National treatment: A less stringent interpretation of demands for reciprocity. It calls on authorities in non-member countries to treat EC companies in a nondiscriminatory fashion in return for access to EC markets. For example, in order for U.S. banks to operate in the EC, the EC may require that the U.S. authorities treat EC banks in the same way as they treat U.S. banks. See also equivalent treatment.
Oslo-Brussels process: Started in March 1989 as a result of the Delors Initiative. It is seen as a second track for the EES negotiations, focusing on the institutional and administrative changes needed to secure a more structured relationship between the EC and EFTA as a basis for forming the EES.
Oslo Declaration: Statement by the EFTA heads of state in March 1989 reaffirming their commitment to the EES and expressing support for the Delors Initiative.
Reciprocity requirement: Calling for nonmember countries to apply nondiscriminatory treatment of EC companies in exchange for access to EC markets. The practical significance of this requirement depends on whether it calls for equivalent or national treatment.
Schengen Agreement: An agreement signed in June 1990 by Belgium, France, Germany, Luxembourg, and the Netherlands to remove all border controls and allow people to travel freely within the five-country region. Its implementation requires parliamentary approval by each of the five signatories. Schengen is a city in Luxembourg.
Short-term monetary support (STMS) facility: To help meet financing needs arising from temporary balance-of-payments deficits caused by unforeseen difficulties or cyclical divergences. The mechanism is based on a system of debtor and creditor quotas that determine each Community central bank’s borrowing entitlement and financing obligations. These credits are granted by central banks for three months and are twice renewable.
Single Administrative Document (SAD): Agreement to replace all customs documents used in EC-EFTA trade with the single document used in intra-EC trade. The agreement came into force in January 1988.
Single European Act: Amendments to the Treaties establishing the EC seen as necessary for the implementation of the internal market program. The Act was signed by the EC member states in 1986, and took effect in July 1987. It replaced the requirement that decisions be reached unanimously with one allowing decisions to be made with a qualified majority in all areas regarding the internal market, with the exception of fiscal provisions, provisions relating to the free movement of persons, and the rights and interests of employed persons. It also enhanced the role of the European Parliament and made foreign policy cooperation a formal part of the EC’s activities.
Snake: See European Common Margins Arrangement.
Treaty of Rome: See EEC Treaty.
Value-added tax (VAT): Indirect tax levied on value added excluding the tax paid at previous stages in the production process. Thus, unlike in the case of the sales tax, cumulation of tax liability is avoided.

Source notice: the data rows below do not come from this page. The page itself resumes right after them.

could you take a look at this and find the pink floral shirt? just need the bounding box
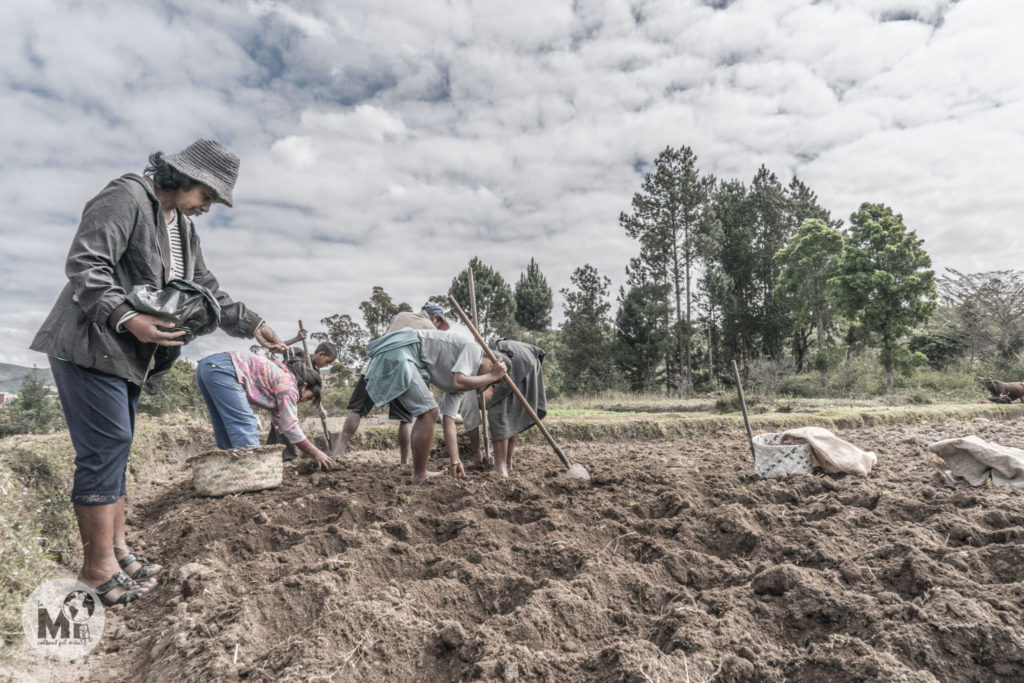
[228,352,306,444]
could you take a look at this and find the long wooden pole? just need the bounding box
[732,359,756,461]
[467,268,490,458]
[449,296,573,470]
[299,320,334,447]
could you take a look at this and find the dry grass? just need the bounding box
[0,413,210,659]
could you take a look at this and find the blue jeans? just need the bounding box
[49,357,140,505]
[195,353,260,449]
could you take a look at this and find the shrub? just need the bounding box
[777,374,819,398]
[0,374,62,437]
[746,358,797,400]
[139,359,206,417]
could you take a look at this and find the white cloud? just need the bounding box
[1,0,1022,367]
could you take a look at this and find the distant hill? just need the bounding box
[0,363,55,394]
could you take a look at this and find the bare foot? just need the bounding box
[411,469,444,484]
[489,466,509,479]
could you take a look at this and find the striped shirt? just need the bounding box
[166,210,185,279]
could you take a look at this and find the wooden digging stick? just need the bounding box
[467,267,490,458]
[732,359,756,461]
[299,320,334,448]
[448,296,574,471]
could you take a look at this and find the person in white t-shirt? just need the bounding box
[364,328,506,483]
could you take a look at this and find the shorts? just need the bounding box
[49,357,140,506]
[395,371,438,418]
[347,374,413,422]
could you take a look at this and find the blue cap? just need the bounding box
[422,304,449,330]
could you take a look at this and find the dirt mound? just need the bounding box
[84,419,1024,681]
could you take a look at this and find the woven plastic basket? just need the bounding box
[187,445,283,497]
[752,432,814,479]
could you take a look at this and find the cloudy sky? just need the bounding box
[2,0,1022,368]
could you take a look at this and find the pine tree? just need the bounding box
[0,372,60,434]
[748,166,793,360]
[514,258,553,335]
[560,264,616,395]
[614,278,670,392]
[706,179,757,366]
[442,257,517,337]
[620,146,715,394]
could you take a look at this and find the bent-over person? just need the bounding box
[195,352,332,470]
[463,339,547,477]
[336,304,449,461]
[363,328,506,483]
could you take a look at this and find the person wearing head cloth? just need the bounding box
[460,339,547,478]
[334,304,450,462]
[31,138,291,606]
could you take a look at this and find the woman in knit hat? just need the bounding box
[31,138,289,606]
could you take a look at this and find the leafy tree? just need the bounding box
[614,279,670,392]
[440,257,517,336]
[775,218,844,387]
[359,286,411,339]
[514,258,553,335]
[310,313,369,371]
[707,171,835,373]
[138,360,205,417]
[933,269,1024,370]
[831,203,936,390]
[560,264,616,394]
[0,372,61,435]
[908,330,966,370]
[620,146,715,393]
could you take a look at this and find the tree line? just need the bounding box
[304,145,947,397]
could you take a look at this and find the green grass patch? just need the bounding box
[335,399,1024,450]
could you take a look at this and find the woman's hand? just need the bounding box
[448,461,465,478]
[124,314,186,346]
[254,322,287,353]
[488,358,507,382]
[308,446,333,471]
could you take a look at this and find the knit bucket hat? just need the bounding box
[164,138,240,207]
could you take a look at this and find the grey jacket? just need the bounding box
[31,174,261,392]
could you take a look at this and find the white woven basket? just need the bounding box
[187,445,283,497]
[752,432,814,479]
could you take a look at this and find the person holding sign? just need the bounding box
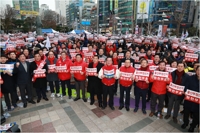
[134,59,150,114]
[72,54,87,102]
[30,53,49,103]
[98,57,120,110]
[87,55,104,107]
[164,62,189,123]
[56,51,73,98]
[1,55,17,111]
[46,51,59,98]
[118,50,135,68]
[118,59,135,111]
[181,66,200,132]
[149,61,172,119]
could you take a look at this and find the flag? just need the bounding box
[46,36,51,49]
[157,25,163,37]
[3,37,10,50]
[185,30,189,38]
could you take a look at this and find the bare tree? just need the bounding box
[0,5,16,33]
[41,10,57,29]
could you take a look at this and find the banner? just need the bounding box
[118,53,124,59]
[139,53,146,57]
[56,66,67,73]
[104,69,115,78]
[6,44,15,51]
[185,89,200,104]
[34,69,46,78]
[147,60,153,64]
[26,58,35,62]
[70,66,82,73]
[120,72,133,81]
[134,64,141,69]
[82,47,88,53]
[86,68,97,76]
[162,25,168,37]
[184,53,198,62]
[149,66,158,71]
[99,58,105,64]
[166,67,177,73]
[153,71,169,81]
[48,64,56,72]
[84,52,94,59]
[134,70,150,81]
[20,10,39,16]
[0,64,14,73]
[137,0,149,19]
[157,25,163,37]
[132,56,139,62]
[168,82,185,96]
[69,49,76,53]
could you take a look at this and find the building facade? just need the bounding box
[55,0,69,24]
[39,4,49,16]
[90,5,97,32]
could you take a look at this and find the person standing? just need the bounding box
[56,51,73,98]
[118,59,135,111]
[134,59,150,114]
[164,62,189,123]
[118,50,135,68]
[149,61,172,119]
[98,57,119,110]
[87,55,104,107]
[73,54,87,102]
[30,53,49,103]
[13,54,36,108]
[181,66,199,132]
[46,51,60,98]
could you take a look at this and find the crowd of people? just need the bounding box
[0,33,199,132]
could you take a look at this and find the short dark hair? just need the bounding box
[125,59,131,62]
[106,56,112,61]
[170,60,178,67]
[177,62,185,67]
[140,58,148,63]
[1,54,7,58]
[18,53,25,57]
[154,54,160,58]
[93,55,99,59]
[159,60,166,65]
[61,51,67,55]
[88,45,93,47]
[76,54,82,58]
[126,50,131,54]
[9,51,16,55]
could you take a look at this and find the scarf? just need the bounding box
[35,60,42,66]
[112,58,118,65]
[175,70,184,85]
[140,66,148,71]
[48,57,55,65]
[93,62,98,68]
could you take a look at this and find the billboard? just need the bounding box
[115,0,118,9]
[20,10,39,16]
[18,0,39,16]
[81,21,91,26]
[137,0,149,19]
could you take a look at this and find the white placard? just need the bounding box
[120,72,133,81]
[70,66,82,73]
[0,64,14,73]
[153,71,169,81]
[134,70,150,81]
[168,82,185,96]
[86,68,97,76]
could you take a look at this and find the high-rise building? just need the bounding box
[193,1,200,30]
[66,5,70,27]
[39,4,49,16]
[55,0,69,24]
[90,5,97,32]
[13,0,39,20]
[68,0,79,29]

Very short-term financing (VSTF) facility: A very short-term credit facility that central banks participating in the ERM may grant to each other through the EMCF to permit interventions in Community currencies. Such operations are denominated in ECUs, and the debtor and creditor interest rates are equal to the rates applicable to net users and holders of ECU assets. The duration of such financing is 45 days and can be extended by three months.
White Paper: Paper issued by the EC Commission that laid out a step-by-step plan to create an integrated, coherent internal market based on the four freedoms for all of the EC by January 1,1993. The plan contained a full set of legislative proposals designed to eliminate all man-made physical, technical, and fiscal barriers that could hinder the free functioning of a single market in the EC. It also set out a full timetable for the implementation of these measures; the timetable has since been accelerated.